状況を理解したかのように切羽詰まった表情で咲と私の間に割って入る伊吹くん。



2人の言っている意味がいまいちよくわからない。
と、思っていると同時に目に飛び込んできた映像が。



へ??なんで??



私たちの目の前には天井から吊り下げられたTV画面。そこに映るのは紛れもなくその人。


(本日はBLACKTUFT リーダーのIBUKIさんにお越しいただいています!先日発表された新曲 FOCUS のMVが公開されましたが、どんなところに注目してもらいたいですか?)



(そうですね〜、今回は僕が振り付けを担当させて頂いたんですけれども...)



そっか。そういうことか。
アイドル、、、、そっか。



ただの一般人が簡単に近寄って良い存在じゃないんだ。



「...凛花さん?あの、俺隠すつもりはなくて...」



「分かってます!すみません、気付かなくて、私失礼なこといっちゃってないかな??笑気付いてない時点でだいぶ失礼か!笑 本当すみません!」



だめだ、顔が引き攣る。
なんで?涙が。だめ。溢れる。



私は後ろを向いて走り出していた。



「待って!!凛花さん!!」


遠くで伊吹くんの声が聞こえたような気がしたけれど。ついてこないでほしかったから。ジムのあるフロアをでた後、途中振り返ったけれど伊吹くんの姿はなかった。

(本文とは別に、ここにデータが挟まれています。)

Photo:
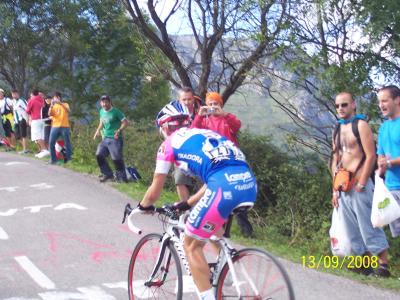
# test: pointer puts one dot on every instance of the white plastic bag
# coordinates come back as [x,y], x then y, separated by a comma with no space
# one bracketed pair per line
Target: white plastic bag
[340,243]
[385,208]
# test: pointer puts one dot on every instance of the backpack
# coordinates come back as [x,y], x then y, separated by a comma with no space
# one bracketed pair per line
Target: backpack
[356,132]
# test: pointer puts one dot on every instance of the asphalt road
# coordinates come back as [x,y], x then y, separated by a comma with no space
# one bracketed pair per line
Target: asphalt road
[61,238]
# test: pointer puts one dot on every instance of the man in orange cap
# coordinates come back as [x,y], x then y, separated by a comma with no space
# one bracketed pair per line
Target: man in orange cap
[213,117]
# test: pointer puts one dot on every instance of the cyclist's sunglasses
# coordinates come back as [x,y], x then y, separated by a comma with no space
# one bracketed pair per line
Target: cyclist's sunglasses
[341,105]
[178,123]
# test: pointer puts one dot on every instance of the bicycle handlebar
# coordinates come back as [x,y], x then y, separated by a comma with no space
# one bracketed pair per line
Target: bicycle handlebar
[130,212]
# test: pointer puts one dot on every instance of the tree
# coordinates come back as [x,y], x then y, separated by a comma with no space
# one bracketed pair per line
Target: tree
[22,37]
[325,53]
[231,37]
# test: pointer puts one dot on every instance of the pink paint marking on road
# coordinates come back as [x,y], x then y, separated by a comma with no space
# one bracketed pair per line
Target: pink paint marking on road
[99,256]
[54,237]
[100,253]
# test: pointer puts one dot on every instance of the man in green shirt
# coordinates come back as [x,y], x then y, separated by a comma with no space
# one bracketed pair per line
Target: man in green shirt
[112,123]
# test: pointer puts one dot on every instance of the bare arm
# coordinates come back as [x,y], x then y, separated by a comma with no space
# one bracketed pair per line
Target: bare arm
[124,124]
[196,197]
[368,144]
[334,162]
[384,163]
[98,130]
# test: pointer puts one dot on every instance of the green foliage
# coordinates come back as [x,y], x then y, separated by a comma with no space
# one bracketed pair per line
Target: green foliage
[83,48]
[293,192]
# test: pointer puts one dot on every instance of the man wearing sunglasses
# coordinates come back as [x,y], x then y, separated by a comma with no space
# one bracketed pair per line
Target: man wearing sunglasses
[357,157]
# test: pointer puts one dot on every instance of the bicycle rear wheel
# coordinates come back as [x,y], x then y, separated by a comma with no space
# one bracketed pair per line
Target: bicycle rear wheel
[167,282]
[260,276]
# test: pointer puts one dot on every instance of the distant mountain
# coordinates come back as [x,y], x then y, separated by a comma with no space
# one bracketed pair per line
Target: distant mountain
[258,112]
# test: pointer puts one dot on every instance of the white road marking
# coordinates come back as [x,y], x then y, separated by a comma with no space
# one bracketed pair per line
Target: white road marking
[86,293]
[69,205]
[13,163]
[3,234]
[19,298]
[37,275]
[9,188]
[41,186]
[37,208]
[117,285]
[9,212]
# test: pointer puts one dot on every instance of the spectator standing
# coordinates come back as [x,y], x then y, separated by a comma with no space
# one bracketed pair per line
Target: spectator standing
[388,145]
[6,111]
[213,117]
[20,120]
[356,203]
[34,110]
[60,127]
[46,119]
[112,123]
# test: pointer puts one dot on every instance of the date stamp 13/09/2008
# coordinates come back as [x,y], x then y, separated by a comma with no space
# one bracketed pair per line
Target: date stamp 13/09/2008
[337,262]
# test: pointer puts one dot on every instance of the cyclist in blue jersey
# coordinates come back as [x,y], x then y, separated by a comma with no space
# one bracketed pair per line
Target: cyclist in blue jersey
[229,183]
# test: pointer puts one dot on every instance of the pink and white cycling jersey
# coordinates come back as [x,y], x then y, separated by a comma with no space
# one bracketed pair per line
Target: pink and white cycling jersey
[198,152]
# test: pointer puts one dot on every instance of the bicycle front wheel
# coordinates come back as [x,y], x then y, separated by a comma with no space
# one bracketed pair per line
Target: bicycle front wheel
[259,276]
[167,280]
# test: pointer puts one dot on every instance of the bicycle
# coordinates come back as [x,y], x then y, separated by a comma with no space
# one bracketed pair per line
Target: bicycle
[155,269]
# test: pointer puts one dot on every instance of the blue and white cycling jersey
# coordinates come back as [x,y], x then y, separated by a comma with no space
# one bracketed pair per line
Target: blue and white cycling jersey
[221,165]
[198,152]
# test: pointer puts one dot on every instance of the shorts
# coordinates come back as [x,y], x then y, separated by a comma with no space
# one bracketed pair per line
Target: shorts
[21,129]
[182,179]
[395,225]
[47,129]
[37,130]
[226,189]
[7,127]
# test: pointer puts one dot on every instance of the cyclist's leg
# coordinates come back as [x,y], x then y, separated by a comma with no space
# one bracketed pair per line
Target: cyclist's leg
[197,262]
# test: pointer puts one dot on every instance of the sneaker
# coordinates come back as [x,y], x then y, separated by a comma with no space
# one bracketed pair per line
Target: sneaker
[361,271]
[122,180]
[381,271]
[104,178]
[43,153]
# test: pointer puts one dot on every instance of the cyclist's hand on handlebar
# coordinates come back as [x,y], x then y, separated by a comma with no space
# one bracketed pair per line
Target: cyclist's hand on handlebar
[148,209]
[182,206]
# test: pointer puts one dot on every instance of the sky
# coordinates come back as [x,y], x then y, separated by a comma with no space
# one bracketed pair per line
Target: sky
[177,24]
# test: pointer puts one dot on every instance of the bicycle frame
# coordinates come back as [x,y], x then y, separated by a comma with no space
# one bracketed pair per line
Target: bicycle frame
[173,235]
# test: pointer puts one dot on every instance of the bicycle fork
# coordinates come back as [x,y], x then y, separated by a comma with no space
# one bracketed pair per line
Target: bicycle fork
[161,253]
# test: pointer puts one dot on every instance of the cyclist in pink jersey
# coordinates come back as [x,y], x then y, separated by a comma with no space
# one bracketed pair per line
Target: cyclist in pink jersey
[229,183]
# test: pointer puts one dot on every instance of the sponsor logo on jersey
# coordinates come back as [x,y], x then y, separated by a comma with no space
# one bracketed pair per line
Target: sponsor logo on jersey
[195,217]
[238,177]
[246,186]
[227,195]
[209,227]
[161,150]
[192,157]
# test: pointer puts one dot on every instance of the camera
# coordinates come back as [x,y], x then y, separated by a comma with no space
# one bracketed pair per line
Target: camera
[210,110]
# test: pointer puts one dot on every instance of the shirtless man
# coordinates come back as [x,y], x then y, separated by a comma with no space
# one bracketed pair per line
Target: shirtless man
[356,203]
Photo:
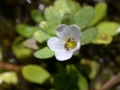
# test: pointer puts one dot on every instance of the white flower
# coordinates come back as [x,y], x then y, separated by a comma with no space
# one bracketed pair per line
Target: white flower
[66,43]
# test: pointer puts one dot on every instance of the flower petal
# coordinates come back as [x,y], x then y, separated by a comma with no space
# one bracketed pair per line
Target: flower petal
[64,32]
[78,46]
[63,55]
[55,44]
[59,31]
[74,31]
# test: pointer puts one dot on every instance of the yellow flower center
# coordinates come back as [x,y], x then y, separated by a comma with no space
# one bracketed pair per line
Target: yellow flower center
[70,44]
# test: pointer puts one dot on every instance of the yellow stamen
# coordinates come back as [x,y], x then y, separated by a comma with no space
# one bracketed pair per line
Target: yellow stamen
[70,44]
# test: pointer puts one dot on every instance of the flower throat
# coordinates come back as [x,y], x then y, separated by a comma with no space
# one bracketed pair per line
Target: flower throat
[70,44]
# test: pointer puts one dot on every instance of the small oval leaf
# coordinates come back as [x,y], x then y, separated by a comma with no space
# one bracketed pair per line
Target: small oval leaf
[35,74]
[41,36]
[19,50]
[25,30]
[52,15]
[88,35]
[44,53]
[84,16]
[100,11]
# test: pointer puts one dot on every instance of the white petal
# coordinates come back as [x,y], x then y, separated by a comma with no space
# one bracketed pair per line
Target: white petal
[74,31]
[59,31]
[78,46]
[63,55]
[55,44]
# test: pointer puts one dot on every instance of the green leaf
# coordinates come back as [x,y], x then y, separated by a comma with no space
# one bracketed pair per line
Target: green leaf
[9,77]
[52,15]
[92,65]
[48,27]
[102,39]
[67,19]
[31,43]
[19,50]
[100,11]
[36,16]
[41,36]
[106,31]
[88,35]
[35,74]
[94,69]
[80,79]
[108,28]
[82,82]
[84,16]
[25,30]
[67,6]
[44,53]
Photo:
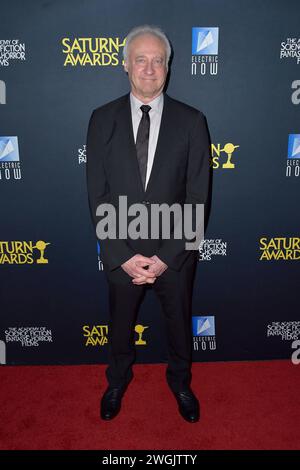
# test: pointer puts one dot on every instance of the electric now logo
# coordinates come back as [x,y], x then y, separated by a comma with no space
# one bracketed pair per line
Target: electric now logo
[204,326]
[2,352]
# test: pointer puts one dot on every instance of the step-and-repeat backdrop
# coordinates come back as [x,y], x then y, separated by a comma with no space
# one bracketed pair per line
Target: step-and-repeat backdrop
[237,61]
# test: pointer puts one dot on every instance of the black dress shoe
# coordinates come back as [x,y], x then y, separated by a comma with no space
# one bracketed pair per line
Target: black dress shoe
[188,405]
[111,402]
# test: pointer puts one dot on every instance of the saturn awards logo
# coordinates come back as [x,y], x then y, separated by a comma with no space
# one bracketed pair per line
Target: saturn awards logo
[23,252]
[93,52]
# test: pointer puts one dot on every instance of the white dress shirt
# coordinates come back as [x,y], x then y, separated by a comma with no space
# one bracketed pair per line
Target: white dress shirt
[155,114]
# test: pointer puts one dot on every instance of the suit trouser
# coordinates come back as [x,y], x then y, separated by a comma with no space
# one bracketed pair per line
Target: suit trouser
[174,291]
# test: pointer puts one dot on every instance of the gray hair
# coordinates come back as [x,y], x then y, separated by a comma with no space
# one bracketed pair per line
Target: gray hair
[147,29]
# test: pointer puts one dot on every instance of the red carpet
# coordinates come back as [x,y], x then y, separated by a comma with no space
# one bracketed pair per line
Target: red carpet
[244,405]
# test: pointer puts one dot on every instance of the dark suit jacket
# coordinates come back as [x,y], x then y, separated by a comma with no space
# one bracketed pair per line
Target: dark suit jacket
[180,174]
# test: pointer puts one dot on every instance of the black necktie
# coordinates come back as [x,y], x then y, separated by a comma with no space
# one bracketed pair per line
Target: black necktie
[142,142]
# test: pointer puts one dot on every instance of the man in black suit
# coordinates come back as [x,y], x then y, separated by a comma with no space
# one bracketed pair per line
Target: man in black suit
[153,150]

そのまま会社を出て気がつけば自分の家の前までたどりついていた。



鍵を開けて部屋に入る。


玄関に入った途端再び溢れ出した涙。



芸能人と一般人なんて住む世界が違う。
アイドルならきっとファンがいて、私なんかよりずっと前から伊吹くんを思ってきた人もたくさんいるはず。



そんなみんなの幸せを私なんかが奪っていいはずない。


そしてなにより、私には芸能人と付き合うという覚悟がどうしても持てなかった。



短い期間だったけれど電話をしたり、会社であったり、楽しかった思い出が頭の中をぐるぐる駆け巡って。


ただ普通の恋がしたかっただけなのに。


私、本当に伊吹くんのことが好きだったんだな。
こんなにも泣き続けた夜は初めてだった。